Boylston, who watched ABT’s spring season at home with her husband and Whiteside (“We just didn’t want to be alone; we needed to get together and watch this”), admits she struggled with her perfectionist mentality as an audience member. “I enjoyed seeing my friends dancing much more than I enjoyed seeing myself dancing for sure,” she says. “I feel like you can sit back and just appreciate what other artists have to offer, whereas when you’re watching yourself, you’re just going to be very self-critical a lot of the time.”

Boylston encourages young dancers who may be seeing themselves on camera this recital season to use it as an opportunity learn. “But at the same time, just know that you don’t see what other people see, and it’s impossible for you to watch yourself objectively,” she says. “Don’t be too hard on yourself, because that’s really counterproductive. You need to love yourself.”

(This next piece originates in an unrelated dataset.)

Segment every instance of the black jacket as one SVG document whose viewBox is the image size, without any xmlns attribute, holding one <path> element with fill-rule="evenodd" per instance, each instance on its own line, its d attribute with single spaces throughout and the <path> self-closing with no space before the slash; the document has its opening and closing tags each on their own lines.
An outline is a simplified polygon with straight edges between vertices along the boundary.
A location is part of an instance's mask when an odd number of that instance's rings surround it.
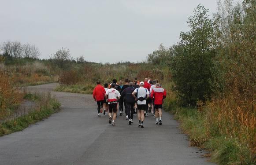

Isabella Boylston, in a red dress, developpes to the side while leaning toward James Whiteside, who stands in tendu side.
Isabella Boylston performing with James Whiteside

Christopher Duggan, Courtesy Boylston

Spears found herself watching Roberts’ piece over and over again. “I couldn’t stop. I couldn’t stop watching my friends. I was filled with so much joy to see what we created as a group.” She also became highly aware of the larger community that got to enjoy the premiere. She’s used to performing in theaters that can hold 1,000 to 3,000 people, but within minutes of premiering, the piece had received 15,000 views and was getting hundreds of comments. It was a unique silver lining to reach new audiences in a time when the world felt so disconnected.

Each of these dancers proclaims unequivocally that if given the choice between a virtual or in-person performance next, they would choose the in-person performance. Spears explains, “I think every artist—everyone in the world, really—has their house where their talent flourishes. You know, a carpenter performs best in a woodshop…everybody who is good at something, they know where that energy, love and time is cultivated in its most beautiful essence. And so, not that I don’t love film, but I miss the theater, I miss the live aspect of art.”

Looking ahead at when she can be back onstage, Boylston says, “I think it’s going to be really, really emotional for everyone—the audience and the dancers. And I can’t wait.”